In many Western countries, the nuclear family, in which both parents are members of the household, is believed to be ideal. In Jamaica and the wider Caribbean, however, the nuclear family is often the exception rather than the rule. A large proportion of families in the region still consist of only one parent, usually the mother, with fathers adopting a marginal role in child-care and nurturance. According to the UNICEF publication “Situation Analysis of Jamaican Children,” over 45% of the households in Jamaica are female-headed. Such family structures are generally accepted as the norm in the Caribbean, and are often viewed as functional responses to the problems faced by people living in the region.
With regard to parenting style, a large percentage of Jamaican parents are believed to be authoritarian. This belief is largely due to the forms of discipline and communication patterns employed by many parents in the country. While there are variations in parenting styles among Jamaican parents, their general child-rearing methods have been described as highly repressive, severe and abusive (Smith & Mosby, 2003) and their disciplinary measures as inconsistent and developmentally inappropriate (Sloley, 1999, cited in Smith & Mosby, 2003). As Smith and Mosby (2003) mentioned, physical punishment is culturally sanctioned and generally viewed as the norm, supported by parents, relatives, teachers, and some religious leaders. Recently, the use of corporal punishment in Jamaican schools was banned but it continues to be used extensively by many parents.

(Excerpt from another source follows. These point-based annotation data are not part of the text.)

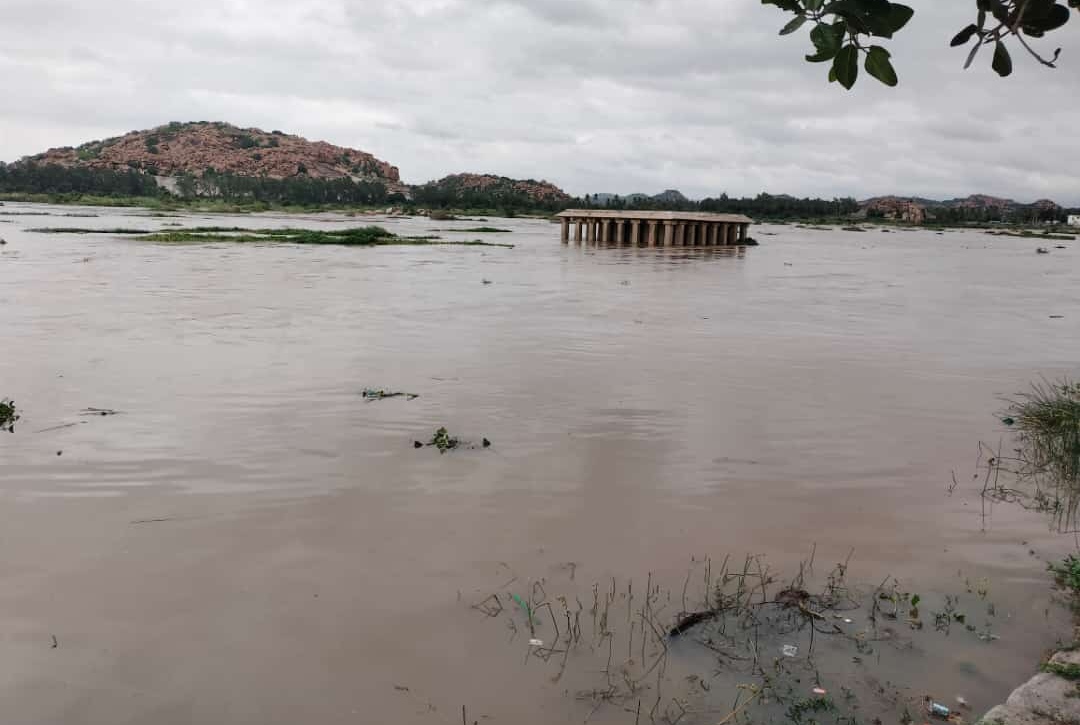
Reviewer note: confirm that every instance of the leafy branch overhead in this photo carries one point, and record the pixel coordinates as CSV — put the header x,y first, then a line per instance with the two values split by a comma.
x,y
844,32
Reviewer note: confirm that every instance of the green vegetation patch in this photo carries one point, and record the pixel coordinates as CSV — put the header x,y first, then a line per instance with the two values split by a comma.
x,y
81,230
1043,470
1067,573
1026,233
8,415
1069,671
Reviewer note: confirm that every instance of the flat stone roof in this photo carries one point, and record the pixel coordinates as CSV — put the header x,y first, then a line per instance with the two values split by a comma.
x,y
656,216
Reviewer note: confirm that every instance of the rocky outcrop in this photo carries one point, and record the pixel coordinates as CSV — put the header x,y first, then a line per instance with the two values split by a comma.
x,y
893,207
194,148
1049,698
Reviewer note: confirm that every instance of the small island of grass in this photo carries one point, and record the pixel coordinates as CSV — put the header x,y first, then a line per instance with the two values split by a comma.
x,y
370,236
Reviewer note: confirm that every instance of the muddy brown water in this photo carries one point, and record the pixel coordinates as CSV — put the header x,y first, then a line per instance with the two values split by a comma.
x,y
250,541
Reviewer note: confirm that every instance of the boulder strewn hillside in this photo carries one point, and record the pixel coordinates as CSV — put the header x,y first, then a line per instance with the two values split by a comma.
x,y
192,148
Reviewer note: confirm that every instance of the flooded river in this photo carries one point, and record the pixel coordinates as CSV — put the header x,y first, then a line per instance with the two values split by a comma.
x,y
248,540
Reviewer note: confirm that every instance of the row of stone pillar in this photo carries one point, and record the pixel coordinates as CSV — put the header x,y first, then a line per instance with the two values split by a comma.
x,y
653,232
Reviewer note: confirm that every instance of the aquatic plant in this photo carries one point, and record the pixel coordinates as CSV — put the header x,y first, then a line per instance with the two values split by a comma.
x,y
8,415
369,236
443,441
1043,470
1067,573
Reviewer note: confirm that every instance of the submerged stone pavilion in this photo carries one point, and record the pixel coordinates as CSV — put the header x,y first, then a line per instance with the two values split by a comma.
x,y
655,228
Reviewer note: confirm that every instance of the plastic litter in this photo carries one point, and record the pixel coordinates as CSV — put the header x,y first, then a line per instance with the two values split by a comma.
x,y
937,710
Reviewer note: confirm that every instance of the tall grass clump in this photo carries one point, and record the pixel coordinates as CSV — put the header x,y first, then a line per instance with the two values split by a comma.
x,y
1043,470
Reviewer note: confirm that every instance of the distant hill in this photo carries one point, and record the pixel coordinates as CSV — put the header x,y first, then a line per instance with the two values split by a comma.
x,y
193,148
484,189
977,206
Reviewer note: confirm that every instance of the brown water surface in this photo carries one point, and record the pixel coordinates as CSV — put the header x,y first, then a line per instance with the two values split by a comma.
x,y
250,541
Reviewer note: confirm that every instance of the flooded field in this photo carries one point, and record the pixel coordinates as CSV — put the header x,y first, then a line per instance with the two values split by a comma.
x,y
250,540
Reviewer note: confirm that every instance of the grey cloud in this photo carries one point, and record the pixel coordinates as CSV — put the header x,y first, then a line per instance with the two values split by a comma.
x,y
595,95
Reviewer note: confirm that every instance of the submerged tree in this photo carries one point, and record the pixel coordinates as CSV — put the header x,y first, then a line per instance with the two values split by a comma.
x,y
842,32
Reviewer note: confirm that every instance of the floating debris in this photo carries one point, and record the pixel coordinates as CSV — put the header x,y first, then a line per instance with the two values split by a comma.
x,y
373,394
99,411
443,441
8,415
937,710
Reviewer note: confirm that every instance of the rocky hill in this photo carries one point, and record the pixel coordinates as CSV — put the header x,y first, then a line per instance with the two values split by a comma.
x,y
467,189
975,206
193,148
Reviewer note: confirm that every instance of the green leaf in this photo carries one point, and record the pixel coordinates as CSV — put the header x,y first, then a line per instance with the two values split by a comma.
x,y
966,35
790,5
899,16
827,39
1002,62
846,66
879,66
797,23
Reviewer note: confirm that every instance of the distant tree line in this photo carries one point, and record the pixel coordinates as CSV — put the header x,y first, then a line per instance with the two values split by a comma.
x,y
763,206
504,197
300,190
1026,214
56,179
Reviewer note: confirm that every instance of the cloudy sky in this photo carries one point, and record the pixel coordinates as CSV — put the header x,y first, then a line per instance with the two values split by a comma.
x,y
594,95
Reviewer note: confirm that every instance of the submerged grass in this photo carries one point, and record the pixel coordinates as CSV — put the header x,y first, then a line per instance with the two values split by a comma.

Poor parent-child communication is another characteristic of authoritarian parenting that has been noted among Jamaican parents. Evans and Davies (1997, cited in Smith & Mosby, 2003) noted that Jamaican parents often complained about their children asking too many questions or talking too much. These researchers argued that Jamaican parents are not inclined to engage in extended conversations with their children or to reason with them, views which are supported by Smith and Mosby (2003). In a study funded by the United Nations Children’s Fund (UNICEF), entitled “Unfriendly Parents in Jamaica” (2001) similar issues were identified and discussed. More specifically, researchers noted that there is a “lack of balanced communication between parents and teenagers, an unwillingness to engage in discussions with children, lack of information by parents and a lack of understanding of adolescent behaviour” (“Unfriendly Parents in Jamaica,” 2001, cited in Smith & Mosby, 2003, p. 373). Again, cultural beliefs help to maintain this form of interaction between parents and children. Many Jamaican parents still adhere to the view that children should “speak only when spoken to” and “should be seen and not heard.”
Smith, D. E., & Mosby, G. (2003). Jamaican child-rearing practices: The role of corporal punishment. Adolescence, 38 (150), 370-381.